O resgate deverá ser instruído a ligar o sistema de som “no úrtimo” quando chegar ao pouso oficial da cidade. Isto deverá atrair alguns curiosos ao local, principalmente quando as telhas das casas começarem a se soltar e a cair com as vibrações sonoras. Escolha o último sucesso da dupla caipira “COMICHÃO E PICADURA”, atualmente em primeiro lugar no “hit parade” (pronuncia-se ritipareidi) sertanejo: “ACA BOU-SE TUDO” (pronuncia-se cabocetudo).

Ao pousar, você e os demais pilotos deverão comentar em voz alta, que a turbulência estava radical. Repita várias vezes:

-“Caraca meu! Tomei um tranco que quase arrancou o meu braço!!”
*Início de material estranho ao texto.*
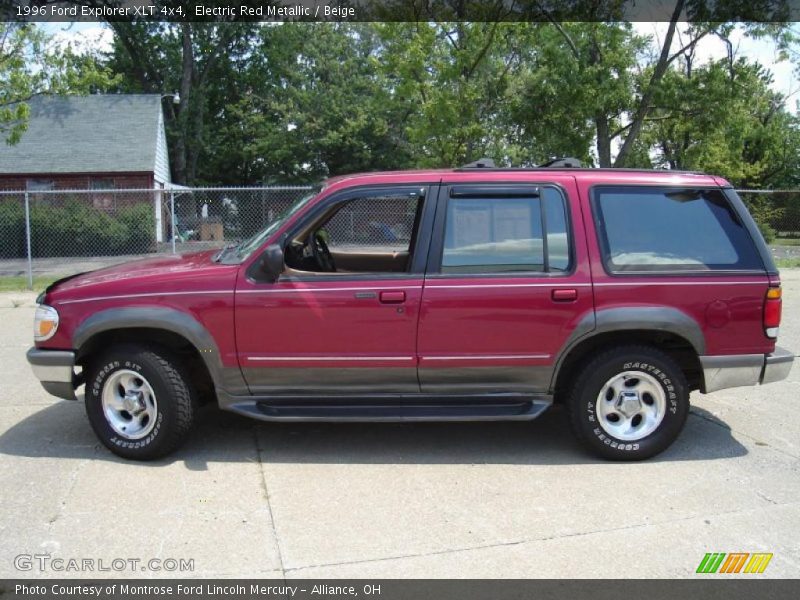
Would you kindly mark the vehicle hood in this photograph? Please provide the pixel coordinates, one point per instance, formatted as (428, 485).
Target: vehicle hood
(160, 273)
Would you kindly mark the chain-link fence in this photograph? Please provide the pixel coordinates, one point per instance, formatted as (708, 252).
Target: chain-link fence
(53, 233)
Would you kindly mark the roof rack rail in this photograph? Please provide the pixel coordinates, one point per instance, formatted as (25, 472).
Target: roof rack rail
(567, 161)
(481, 163)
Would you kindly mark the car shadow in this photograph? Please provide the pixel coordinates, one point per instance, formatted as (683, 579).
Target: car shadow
(62, 431)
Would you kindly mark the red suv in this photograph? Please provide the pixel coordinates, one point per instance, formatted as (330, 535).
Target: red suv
(467, 294)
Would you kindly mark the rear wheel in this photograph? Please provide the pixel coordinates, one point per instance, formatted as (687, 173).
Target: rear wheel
(139, 403)
(629, 403)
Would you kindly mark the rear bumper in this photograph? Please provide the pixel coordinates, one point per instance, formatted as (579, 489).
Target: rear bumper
(55, 369)
(738, 370)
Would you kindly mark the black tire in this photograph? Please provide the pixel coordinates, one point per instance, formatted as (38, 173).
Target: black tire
(585, 416)
(173, 408)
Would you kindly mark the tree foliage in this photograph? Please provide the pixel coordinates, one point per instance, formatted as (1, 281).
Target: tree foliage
(32, 64)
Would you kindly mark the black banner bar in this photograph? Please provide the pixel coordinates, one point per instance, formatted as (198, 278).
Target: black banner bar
(711, 587)
(399, 10)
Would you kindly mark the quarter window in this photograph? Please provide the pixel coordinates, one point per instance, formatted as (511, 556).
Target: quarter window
(505, 234)
(668, 229)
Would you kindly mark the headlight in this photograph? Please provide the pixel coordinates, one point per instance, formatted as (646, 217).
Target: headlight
(45, 323)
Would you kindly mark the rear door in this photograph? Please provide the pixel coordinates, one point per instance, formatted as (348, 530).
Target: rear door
(506, 285)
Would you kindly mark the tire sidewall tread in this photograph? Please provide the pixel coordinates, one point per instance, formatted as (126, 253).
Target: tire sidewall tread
(597, 371)
(174, 395)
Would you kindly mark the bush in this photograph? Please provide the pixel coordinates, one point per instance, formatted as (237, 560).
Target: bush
(140, 225)
(76, 229)
(767, 231)
(12, 228)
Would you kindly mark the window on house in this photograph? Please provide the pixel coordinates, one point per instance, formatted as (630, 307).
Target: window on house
(496, 231)
(40, 185)
(105, 198)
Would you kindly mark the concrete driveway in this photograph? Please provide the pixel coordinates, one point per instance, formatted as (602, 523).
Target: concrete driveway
(482, 500)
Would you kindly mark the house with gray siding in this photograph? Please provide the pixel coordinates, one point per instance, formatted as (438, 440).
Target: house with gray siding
(102, 142)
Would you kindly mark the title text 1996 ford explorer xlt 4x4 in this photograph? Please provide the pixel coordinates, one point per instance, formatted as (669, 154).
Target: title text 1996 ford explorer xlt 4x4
(468, 294)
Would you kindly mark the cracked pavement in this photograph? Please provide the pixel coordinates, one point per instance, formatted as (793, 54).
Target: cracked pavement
(248, 499)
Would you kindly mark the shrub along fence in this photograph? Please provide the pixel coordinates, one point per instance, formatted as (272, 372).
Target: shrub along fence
(61, 232)
(777, 212)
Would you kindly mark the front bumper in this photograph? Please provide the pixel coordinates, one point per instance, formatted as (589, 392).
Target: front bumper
(55, 369)
(738, 370)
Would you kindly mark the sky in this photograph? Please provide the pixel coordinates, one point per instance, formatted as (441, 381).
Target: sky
(785, 80)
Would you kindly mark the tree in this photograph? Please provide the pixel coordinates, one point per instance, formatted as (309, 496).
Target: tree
(577, 87)
(722, 117)
(200, 61)
(314, 104)
(32, 64)
(453, 80)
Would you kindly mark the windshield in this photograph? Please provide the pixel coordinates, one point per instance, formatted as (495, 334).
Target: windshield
(248, 246)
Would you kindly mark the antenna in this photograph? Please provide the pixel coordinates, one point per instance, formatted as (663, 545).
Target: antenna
(567, 161)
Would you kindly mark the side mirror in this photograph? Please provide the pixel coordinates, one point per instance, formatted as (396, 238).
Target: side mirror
(271, 262)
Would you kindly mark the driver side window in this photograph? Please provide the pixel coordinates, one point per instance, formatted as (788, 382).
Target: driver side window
(368, 234)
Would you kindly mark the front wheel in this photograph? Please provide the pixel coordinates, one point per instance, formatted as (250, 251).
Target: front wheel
(139, 403)
(629, 403)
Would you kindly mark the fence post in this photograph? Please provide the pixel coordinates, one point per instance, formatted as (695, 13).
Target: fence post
(172, 217)
(28, 239)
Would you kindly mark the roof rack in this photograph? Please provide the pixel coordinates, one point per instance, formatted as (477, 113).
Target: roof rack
(567, 161)
(557, 163)
(481, 163)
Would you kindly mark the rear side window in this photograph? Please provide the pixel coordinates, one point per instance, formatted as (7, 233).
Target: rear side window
(503, 234)
(671, 229)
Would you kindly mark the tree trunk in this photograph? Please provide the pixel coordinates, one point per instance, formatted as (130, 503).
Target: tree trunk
(603, 139)
(647, 97)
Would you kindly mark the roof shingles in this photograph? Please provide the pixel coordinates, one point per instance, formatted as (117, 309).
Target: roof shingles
(87, 134)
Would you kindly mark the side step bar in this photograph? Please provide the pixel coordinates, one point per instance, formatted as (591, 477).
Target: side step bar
(402, 409)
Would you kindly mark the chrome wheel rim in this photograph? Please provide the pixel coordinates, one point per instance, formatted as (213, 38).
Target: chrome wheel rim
(631, 405)
(129, 404)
No 2º final de semana vocês repetem a operação, só que, desta vez, você não voa, nem aparece no pouso.

Um dos seus amigos deve passar voando sobre a praça principal e deixar cair o braço humano, de preferência no horário de saída da Missa do meio-dia.

Para maior autenticidade, coloque um relógio de pulso e lambuze o braço com bastante Ketchup (pronuncia-se quetechupe.)
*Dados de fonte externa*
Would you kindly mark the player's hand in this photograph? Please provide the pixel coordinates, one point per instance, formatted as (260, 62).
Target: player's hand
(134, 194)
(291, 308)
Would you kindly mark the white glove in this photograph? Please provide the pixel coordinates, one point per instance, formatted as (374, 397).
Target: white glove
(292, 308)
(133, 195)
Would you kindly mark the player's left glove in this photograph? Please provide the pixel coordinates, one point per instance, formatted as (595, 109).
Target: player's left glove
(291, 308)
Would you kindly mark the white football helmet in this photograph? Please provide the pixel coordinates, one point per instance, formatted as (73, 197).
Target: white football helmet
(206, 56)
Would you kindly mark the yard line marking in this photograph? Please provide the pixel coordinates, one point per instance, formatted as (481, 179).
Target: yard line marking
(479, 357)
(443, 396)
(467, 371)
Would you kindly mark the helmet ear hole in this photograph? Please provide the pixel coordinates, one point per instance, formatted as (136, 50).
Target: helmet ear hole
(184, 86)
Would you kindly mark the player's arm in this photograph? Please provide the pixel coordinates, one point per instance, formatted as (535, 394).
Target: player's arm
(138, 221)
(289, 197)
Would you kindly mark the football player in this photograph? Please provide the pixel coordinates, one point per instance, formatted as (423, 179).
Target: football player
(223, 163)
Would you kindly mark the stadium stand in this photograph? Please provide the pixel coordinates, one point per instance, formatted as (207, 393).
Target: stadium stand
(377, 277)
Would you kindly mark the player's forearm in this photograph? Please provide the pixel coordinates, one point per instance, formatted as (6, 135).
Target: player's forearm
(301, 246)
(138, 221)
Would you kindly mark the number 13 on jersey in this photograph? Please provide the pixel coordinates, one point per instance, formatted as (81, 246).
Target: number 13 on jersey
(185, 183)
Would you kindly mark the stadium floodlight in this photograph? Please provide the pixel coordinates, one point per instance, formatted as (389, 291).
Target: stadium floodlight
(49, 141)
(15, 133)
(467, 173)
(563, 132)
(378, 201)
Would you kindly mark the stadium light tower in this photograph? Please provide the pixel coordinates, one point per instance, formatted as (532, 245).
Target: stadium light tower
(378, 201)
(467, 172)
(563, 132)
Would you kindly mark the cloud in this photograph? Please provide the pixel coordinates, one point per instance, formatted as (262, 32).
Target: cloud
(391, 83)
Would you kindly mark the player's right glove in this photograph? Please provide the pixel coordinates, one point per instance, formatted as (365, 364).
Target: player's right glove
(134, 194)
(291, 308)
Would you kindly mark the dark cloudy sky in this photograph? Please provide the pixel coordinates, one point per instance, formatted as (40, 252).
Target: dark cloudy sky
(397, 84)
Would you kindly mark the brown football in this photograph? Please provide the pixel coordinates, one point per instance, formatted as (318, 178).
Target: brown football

No pouso, os pilotos devem aparentar preocupação com a sua ausência. Pelo rádio seus amigos devem avisar o pessoal na decolagem para não permitir que a “Tiazinha” decole em virtude da turbulência animal.
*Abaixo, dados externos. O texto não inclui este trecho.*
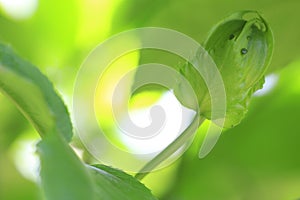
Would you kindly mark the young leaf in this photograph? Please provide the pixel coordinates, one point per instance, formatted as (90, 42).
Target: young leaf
(63, 175)
(241, 46)
(33, 94)
(115, 184)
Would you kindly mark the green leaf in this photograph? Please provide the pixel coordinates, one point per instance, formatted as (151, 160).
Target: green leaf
(33, 94)
(64, 177)
(115, 184)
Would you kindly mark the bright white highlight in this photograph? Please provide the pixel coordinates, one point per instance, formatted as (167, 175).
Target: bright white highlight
(270, 82)
(178, 118)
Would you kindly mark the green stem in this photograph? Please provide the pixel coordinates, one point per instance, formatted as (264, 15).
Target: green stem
(171, 148)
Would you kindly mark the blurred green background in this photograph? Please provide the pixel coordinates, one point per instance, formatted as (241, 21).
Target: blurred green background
(259, 159)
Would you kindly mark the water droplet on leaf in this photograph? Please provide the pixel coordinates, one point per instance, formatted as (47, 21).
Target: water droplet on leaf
(244, 51)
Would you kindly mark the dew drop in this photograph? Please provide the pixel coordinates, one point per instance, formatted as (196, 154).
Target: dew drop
(231, 36)
(244, 51)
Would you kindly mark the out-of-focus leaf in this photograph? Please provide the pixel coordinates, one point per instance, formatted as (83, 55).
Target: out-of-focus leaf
(195, 18)
(64, 177)
(48, 37)
(33, 94)
(115, 184)
(12, 185)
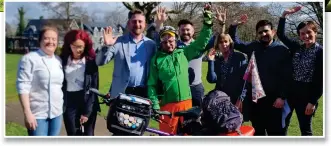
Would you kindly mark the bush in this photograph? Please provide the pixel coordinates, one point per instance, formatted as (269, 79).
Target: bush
(58, 51)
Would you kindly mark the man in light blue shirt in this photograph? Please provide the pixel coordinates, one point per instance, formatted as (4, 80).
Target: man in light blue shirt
(131, 53)
(186, 32)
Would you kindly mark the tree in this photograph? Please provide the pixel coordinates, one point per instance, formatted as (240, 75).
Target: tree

Peça, ainda, para eles acionarem o serviço de Busca e Salvamento da Aeronáutica para resgatar a sua asa que foi vista capotando na turbulência. Todos devem permanecer sérios, durante todo o tempo. Se a coisa for bem encenada, no 3º fim-de-semana vocês encontrarão milhares de curiosos se acotovelando no pouso, e nem será mais necessário ligar o som.

Neste fim de semana a “Tiazinha” faz um vôo duplo, de preferência vestindo apenas biquíni e botas de couro preto, além da máscara e do chicotinho, é claro ..Assim que pousar ela deve ser retirada do local, o mais rápido possível, antes que se crie um tumulto incontrolável.

No 4º fim-de-semana vocês notarão caravanas de ônibus lotados chegando ao local do pouso, além de barracas, vendedores ambulantes e um público ao redor de 8.000 pessoas, fazendo uma algazarra infernal enquanto aguarda os lances do próximo capítulo.

É chegada a hora de ir conversar com o Prefeito.

Nessa altura, vocês conseguem tudo aquilo que pedirem: troféus, dinheiro, hotel, massagistas, restaurante, ambulância, corpo de bombeiros, além de um pelotão de policiais e cordão de isolamento para garantir a integridade física da “Tiazinha”. Faça circular o boato que haverá o sorteio de um GOL OK e uma passagem aérea de ida e volta, para o RIO, entre os espectadores, no dia do Campeonato.

-Prontinho, brother, o seu Campeonato está no papo! É só correr para o abraço.

-Péra aí P.P., digo eu, a coisa assim parece fácil, mas eu tenho várias dúvidas. Primeiro: onde vamos arrumar um braço humano?

-É fácil. Qualquer quinto anista de medicina te arruma um. Eles são loucos por uma farra.

-E a “Tiazinha”, onde arrumamos uma sósia?

-Moleza. A namorada de um piloto amigo meu é uma morenaça que adora aparecer. Bota a máscara nela e ninguém nota a diferença.

-E os prêmios que serão sorteados, de onde virão?

-Bem, como você sabe, o povão adora pegadinhas. O GOL OK não é exatamente um carro zero quilômetro como você está imaginando. Trata-se dos dois tijolos que serão colocados a 7 metros de distância um do outro na área do pouso. A “Tiazinha” sorteará o felizardo que levará o GOL OK (pronuncia-se ó quei) isto é, um gol válido. É só chutar rasteiro no canto. Não tem erro.

-E a passagem área para o RIO, como é que funciona a pegadinha?

-É aí que entra a corda com o pedaço de pau. Você já viu balanço de beira de rio? Toda cidade do interior tem um. Pois então, a “Tiazinha” sorteia a passagem aérea para o felizardo, entrega a corda, aponta para o rio e pergunta:

-Tá vendo aquela árvore enorme no barranco do rio? Vai lá, amarra na ponta do galho e BOA VIAGEM.

E P.P. conclui:

-O público vai rachar o bico de dar risada.

-Não sei não, digo eu, preocupado. E se tudo der errado e a multidão partir enfurecida para cima de nós?

-Aí brother, só tem uma solução: libera o cordão de isolamento da “Tiazinha” e dá no pé!!! E, por precaução, evite voar no Sul de Minas nos próximos 10 anos.